Vingt-cinq personnes, dont une femme, ont été présentées, avant-hier et hier, devant le tribunal de Bordj Bou Arréridj. Ces derniers, âgés entre 25 et 54 ans, seraient poursuivis pour attroupement, trouble à l’ordre public, agression des forces de l’ordre et destruction de biens de l’Etat et d’autrui. Huit parmi ces émeutiers ont été placés en détention préventive et vont être jugés mardi prochain. Les autres personnes arrêtées attendent d’être présentées au parquet ou devant le juge d’instruction.

Ce que dit le wali : tous les recours seront étudiés

 

Joint par téléphone, le wali de Bordj Bou Arréridj, Azzedine Mecheri, dément «toute volonté d’exclure les véritables bénéficiaires». «On comprend la colère, mais on ne peut justifier la violence. Il peut y avoir des erreurs, mais la loi prévoit des recours pour les corriger.

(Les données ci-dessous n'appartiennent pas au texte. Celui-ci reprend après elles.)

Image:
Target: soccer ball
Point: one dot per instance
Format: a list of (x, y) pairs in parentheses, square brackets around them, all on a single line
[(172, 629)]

Tous les recours seront étudiés et des enquêtes seront faites pour être juste», explique-t-il en ajoutant qu’il veillera personnellement à cette opération, avec les élus locaux. Selon le wali, cette liste de 935 logements est une première à Bordj Bou Arréridj. «Dans un an et demi, 3000 autres logements seront distribués, affirme-t-il. Bordj Bou Arréridj est la deuxième wilaya du pays à avoir réalisé son programme de logements.»

 

Il a dit : Abdelmadjid Tebboune ministre de l’Habitat

 

«2013 sera une année charnière. Nous devons accélérer la cadence de la réalisation de logements. Cette année, nous devons lancer les travaux de réalisation de 650 000 logements et réceptionner au moins 200 000 unités pour respecter le fractionnement du programme quinquennal en années.»

 

Les dernières émeutes :

 

– 23 décembre 2012
Souk Ahras. Des jeunes brûlent des pneus, dressent des barricades et bloquent des routes dans la partie nord de la ville. Les affrontement entre la polices et les manifestants commencent à la cité Laâlaouia pour gagner ensuite d’autres quartiers de la ville. Ils demandent tous des logements.

 

– 1er janvier 2013
Khenchela et Constantine. Suite à l’annonce de la distribution de quelque 3000 logements, les habitants des cités Decamp, Marito, Charles de Gaulle, Hasnaoui et la cité Route de Aïn El Beïda manifestent. Routes bloquées, pneus brûlés… Bilan : quatre blessés et plusieurs personnes arrêtées.

 

– 2 janvier 2013
Biskra. De violents affrontements surviennent à la suite de l’affichage de la liste d’attribution de 522 logements dans la ville. Au moins sept agents de l’ordre sont blessés et une vingtaine de manifestants sont arrêtés. Ces derniers, parmi des dizaines d’autres, ont investi la rue à la minute où la liste des bénéficiaires a été affichée.

 

– 6 et 7 janvier 2013
Skikda. La ville est secouée par deux émeutes, l’une à Ben Azzouz, au nord-est de Skikda, et la seconde à Tamalous, au sud-ouest de la wilaya. Les manifestants revendiquent la révision de la liste d’attribution de 200 logements entrant dans le cadre de la résorption de l’habitat précaire. Ils barricadent la RN85 qui relie Skikda à Collo, avant d’attaquer la résidence du chef de daïra, dont ils réclament le départ.

 

– 8 janvier 20013
Mostaganem. Dans la commune de Hadjadj, des émeutes éclatent suite à la publication des listes d’attribution des 107 logements sociaux. Des routes sont bloquées par des dizaines de manifestants qui réclament l’annulation de la liste dont la confection est attribuée, par les manifestants, à l’ancien maire ainsi qu’au chef de daïra de Sidi Lakhdar.

 

– 16 janvier 2013
Aïn Defla. Dans la commune d’El Attaf, la liste d’attribution de 334 logements sociaux provoque des émeutes. Une cinquantaine de personnes ferment le siège de la daïra durant deux heures pour demander plus de quotas, état des lieux qui a généré un mécontentement chez les familles habitant les quartiers de la ville qui s’estiment lésées dans leurs droits.